La bonne méthode ne consiste pas à choisir un outil puis à l'appliquer partout, mais à partir de l'acte et à remonter vers le niveau nécessaire. Trois questions suffisent :

  • Quelle est la conséquence d'une contestation ? Un désaccord sur une convention d'honoraires n'a pas la même portée qu'un doute sur un accusé de lecture.
  • Combien de temps l'acte doit-il pouvoir être opposé ? Plus l'horizon est long, plus l'archivage à valeur probante compte.
  • Qui signe ? Le niveau exigé de l'avocat contresignataire n'est pas celui attendu du client sur un acte sous signature privée.

Type de document

Niveau raisonnable

Motif

Accusé de lecture, échange courant

Simple

Conséquence faible en cas de contestation

Convention d'honoraires

Avancée ou qualifiée

Document contractuel opposable au client

Mandat, procuration

Qualifiée

Engagement fort, contestation coûteuse

Acte d'avocat contresigné

Qualifiée

Contreseing par la clé Avocat

La convention d'honoraires est le cas le plus fréquent, parce qu'elle est obligatoire et qu'elle intervient au tout début de la relation. Nous avons détaillé sa formalisation en ligne dans notre guide sur le devis en ligne pour avocat.

Elle arrive en général juste après un premier contact. Chez Gatsia, ce contact passe par un module de prise de rendez-vous disponible 24 heures sur 24 sur le site, sans création de compte pour le visiteur : la question de la signature se pose donc dans la foulée immédiate, et mieux vaut avoir tranché le niveau avant.

Comment Gatsia s'articule-t-il avec la signature électronique d'un cabinet ?

Autant le dire franchement : nous ne sommes pas un outil de signature électronique, et nous n'avons pas vocation à le devenir. La signature relève de dispositifs certifiés, dont la clé Avocat pour le niveau qualifié, et il serait malvenu de laisser croire qu'un créateur de site peut s'y substituer.

Ce que nous couvrons, c'est ce qui se passe avant. Notre module de prise de rendez-vous fonctionne 24 heures sur 24 directement sur le site, sans création de compte pour le visiteur, et synchronise les disponibilités en temps réel avec Google Agenda ou Microsoft Outlook. C'est à ce moment que se noue la relation qui débouchera sur une convention d'honoraires à signer.

Nous sommes également transparents sur ce qui n'existe pas encore chez nous : le paiement sécurisé en ligne n'est pas disponible à ce jour, il est annoncé sur notre offre la plus complète.

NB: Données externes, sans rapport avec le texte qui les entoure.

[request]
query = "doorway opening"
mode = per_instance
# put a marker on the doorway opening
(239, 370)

Un cabinet qui veut enchaîner rendez-vous, signature et encaissement devra donc, aujourd'hui, articuler notre site avec un outil de signature dédié.

Le déroulé complet de la création du site est présenté sur notre page comment ça marche.

🌟Notre astuce

Notre astuce : avant de souscrire à un outil de signature, vérifiez la durée pendant laquelle le prestataire conserve les preuves techniques associées à chaque signature, et sous quel format vous pouvez les exporter. C'est cette information, rarement mise en avant, qui déterminera votre capacité à défendre un acte plusieurs années plus tard.

Conclusion

La signature électronique ne se choisit pas comme un logiciel, mais comme un niveau de risque accepté. Trois niveaux existent, un seul renverse la charge de la preuve, et la profession dispose déjà d'une infrastructure qui donne accès à ce niveau via la clé Avocat.

Pour un cabinet, la démarche utile tient en une phrase : lister les actes que l'on fait signer, se demander ce qu'il en coûterait qu'ils soient contestés, et n'appliquer le niveau le plus exigeant que là où cette réponse est lourde.

FAQ : signature électronique pour avocat

Oui, elle est recevable et rien n'interdit de l'utiliser. Elle ne bénéficie simplement d'aucune présomption de fiabilité : en cas de contestation, il faudra démontrer que le procédé identifiait le signataire et garantissait l'intégrité du document.